A study last year from New York-based sustainable waste management consultant Great Forest, highlighted what it deemed commercial property’s “missed opportunities”. It analysed more than 100 waste audits from commercial buildings across the globe and found that a whopping 62% of materials sent to landfill were actually recyclables that could have been diverted and reused. More than a third of this was organic or food waste which could have been composted. It concluded that: “businesses responding to climate change with ESG frameworks have to understand the waste they are generating.”
This, says Bagust, comes down to data. He points to the RICS’ new International Building Operation Standard (IBOS), launched in February. This is a performance measurement framework, which for the first time incorporates sustainability elements such as recycling and waste disposal, user satisfaction and wellness with traditional measures such as cost and compliance.
Bagust says IBOS, which comes with an assessment tool, is designed to show how those elements are inextricably linked together in the performance of a building. It is also intended to help the industry expose its data gaps – so it can understand where the problems are. “Sustainable waste management needs to be embedded within the thinking of entire property strategies,” says Bagust. “You have to be able to measure and assess before you can improve.”
Back in Singapore, C&W Services has introduced weighing machines, which its community manager Grace Chin, says will give them real time data on the amount of waste its 500 employees generate.
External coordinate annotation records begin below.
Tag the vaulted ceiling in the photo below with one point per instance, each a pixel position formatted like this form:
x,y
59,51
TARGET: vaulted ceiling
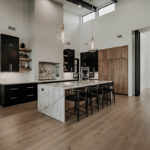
x,y
69,6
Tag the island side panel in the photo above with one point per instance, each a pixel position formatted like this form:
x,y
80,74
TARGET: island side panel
x,y
51,102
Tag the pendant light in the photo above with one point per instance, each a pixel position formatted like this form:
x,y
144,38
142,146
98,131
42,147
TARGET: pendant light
x,y
63,28
63,34
92,38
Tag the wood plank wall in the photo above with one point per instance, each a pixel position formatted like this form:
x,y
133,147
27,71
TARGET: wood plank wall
x,y
113,65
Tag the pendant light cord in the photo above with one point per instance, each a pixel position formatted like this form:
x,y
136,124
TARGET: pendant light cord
x,y
92,20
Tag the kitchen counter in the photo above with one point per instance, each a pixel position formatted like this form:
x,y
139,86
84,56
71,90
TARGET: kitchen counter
x,y
51,97
36,81
76,84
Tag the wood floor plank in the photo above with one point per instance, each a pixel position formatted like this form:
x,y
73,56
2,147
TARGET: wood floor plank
x,y
122,126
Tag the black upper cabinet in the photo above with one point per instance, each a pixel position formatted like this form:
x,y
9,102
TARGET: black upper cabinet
x,y
90,59
69,56
9,49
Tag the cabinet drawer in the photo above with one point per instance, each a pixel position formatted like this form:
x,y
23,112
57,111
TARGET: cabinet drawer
x,y
13,91
12,101
31,97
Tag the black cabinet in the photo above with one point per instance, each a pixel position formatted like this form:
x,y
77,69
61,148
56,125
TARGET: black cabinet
x,y
16,94
69,56
90,59
9,53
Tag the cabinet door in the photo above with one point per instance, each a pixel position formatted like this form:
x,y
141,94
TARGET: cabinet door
x,y
107,70
124,52
116,75
107,54
10,53
116,53
124,76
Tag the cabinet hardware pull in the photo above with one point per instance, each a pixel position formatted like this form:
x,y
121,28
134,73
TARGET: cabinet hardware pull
x,y
30,87
14,98
30,95
13,89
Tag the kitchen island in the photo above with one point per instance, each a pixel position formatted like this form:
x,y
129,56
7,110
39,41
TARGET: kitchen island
x,y
51,97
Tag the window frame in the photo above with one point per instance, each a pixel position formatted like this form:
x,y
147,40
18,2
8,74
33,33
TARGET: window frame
x,y
106,6
87,15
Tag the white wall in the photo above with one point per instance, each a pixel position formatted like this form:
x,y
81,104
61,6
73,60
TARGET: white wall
x,y
72,35
46,21
72,31
145,61
15,13
129,15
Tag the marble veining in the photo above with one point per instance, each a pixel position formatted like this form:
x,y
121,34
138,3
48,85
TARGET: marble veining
x,y
51,97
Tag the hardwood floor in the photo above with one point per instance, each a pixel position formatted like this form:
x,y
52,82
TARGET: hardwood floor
x,y
122,126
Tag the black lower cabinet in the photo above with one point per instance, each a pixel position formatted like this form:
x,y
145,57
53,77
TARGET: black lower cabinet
x,y
16,94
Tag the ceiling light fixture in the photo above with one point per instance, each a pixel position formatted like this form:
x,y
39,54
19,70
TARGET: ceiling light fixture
x,y
63,34
80,6
92,39
63,30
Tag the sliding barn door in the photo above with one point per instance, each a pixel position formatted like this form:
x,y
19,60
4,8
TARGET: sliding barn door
x,y
113,65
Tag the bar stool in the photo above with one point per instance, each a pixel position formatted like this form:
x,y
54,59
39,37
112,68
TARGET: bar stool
x,y
103,94
78,95
110,92
93,93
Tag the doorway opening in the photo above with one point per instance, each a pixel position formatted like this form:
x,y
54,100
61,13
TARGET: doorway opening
x,y
142,60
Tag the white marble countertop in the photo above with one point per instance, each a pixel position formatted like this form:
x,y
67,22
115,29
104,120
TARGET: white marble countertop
x,y
30,82
76,84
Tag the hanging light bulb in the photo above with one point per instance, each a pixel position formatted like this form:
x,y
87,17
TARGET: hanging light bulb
x,y
92,39
92,43
80,6
63,34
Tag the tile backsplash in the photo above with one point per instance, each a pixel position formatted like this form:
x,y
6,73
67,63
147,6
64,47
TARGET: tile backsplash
x,y
49,71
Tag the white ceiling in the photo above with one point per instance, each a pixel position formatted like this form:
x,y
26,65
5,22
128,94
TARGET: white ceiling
x,y
81,11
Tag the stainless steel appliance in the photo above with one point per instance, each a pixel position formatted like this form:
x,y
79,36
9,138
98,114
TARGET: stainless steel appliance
x,y
85,72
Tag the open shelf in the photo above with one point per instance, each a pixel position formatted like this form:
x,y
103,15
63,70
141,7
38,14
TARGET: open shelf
x,y
25,50
25,59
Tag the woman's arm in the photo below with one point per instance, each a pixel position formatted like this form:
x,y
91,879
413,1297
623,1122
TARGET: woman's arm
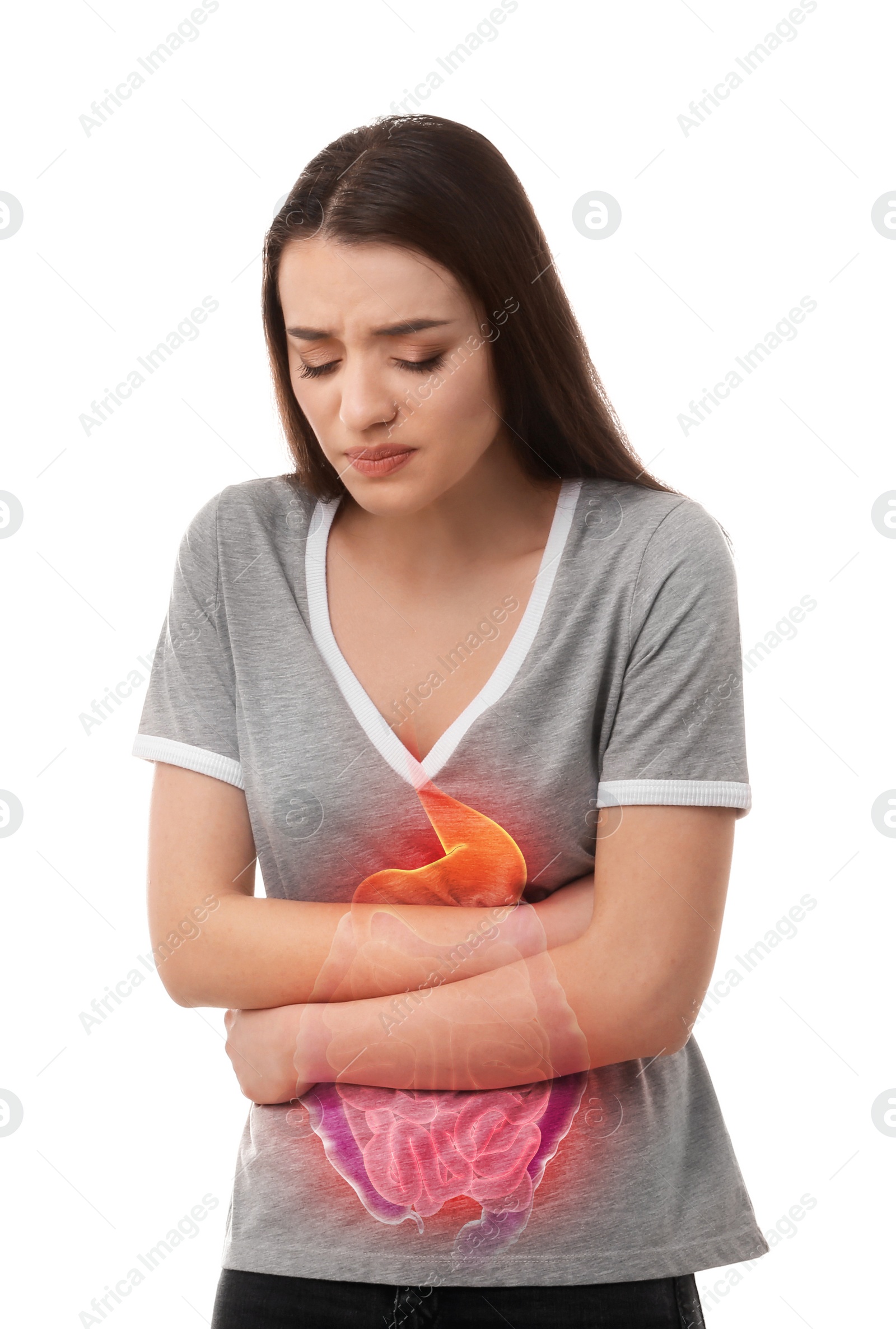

Its coffee waste is weighed daily and sent to a low-carbon, urban, vertical farm to make compost for organic vegetables.
Later this year Chin says she hopes to push this further and for C&W to become the first office occupier in the country to compost its food waste in a collaboration with Singapore National Parks. Food is one of Singapore’s largest waste streams, and Chin says she’s also launching an educational campaign to encourage employees and their families to start composting. “We are trying to raise awareness and showcase to clients and to society what can be done,” she says.
She points to a food sharing programme from Singapore’s hotels and restaurants as an example of how collaboration in the commercial property sector can “change the food waste chain.”
Through the use of apps, including Treatsure, major hotels, retailers and restaurants are redistributing food to local people that would have otherwise been wasted. In Central London, landlord Crown Estates ran a pilot with 12 of its restaurant tenants to reduce food waste by 25%. It closed early in 2020 because of the COVID-19 pandemic, but it’s now using the data to advise tenants on how to reduce food waste during preparation and in menus.
Stuart Cochrane, workplace sustainability and IMS leader at JLL, says waste management in an ESG agenda can be a quick win. “It’s quite an easy area to address,” he says. “And you can keep pushing further and further as you get a greater understanding of your supply chain and the materials coming into your office.” At JLL’s new Docklands office, 20 Water Street, he says it achieved a zero waste to landfill policy in its fitout and has the same policy in place for its daily operations.
Choosing a landlord that shared its philosophy was “part of the base-level selection process,” says Cochrane. In fact, it has a green lease clause with its landlord Canary Wharf Group (CWG), a first for JLL, which sets legally binding targets on maximising recycling and reducing waste. Cochrane says it pushed hard for CWG to introduce industrial weighing machines so it could have tenant-specific waste data.
He says JLL can track its waste through an app, right down to how it’s processed ‘downstream’. And if the property industry wants to achieve zero waste to landfill and maximise the value of its resources, he says it needs to change its views. ‘We need to stop talking about waste and start talking about resources,’ Cochrane says. “The language here is really important. It should be around the circular economy, where we view the stuff that we don't want as having a value, rather than something to get rid of.”
Only then, he adds, can we “design out waste” from our buildings. “We don’t want to lose resources from our industrial system, we want to keep them in circulation as long as possible.”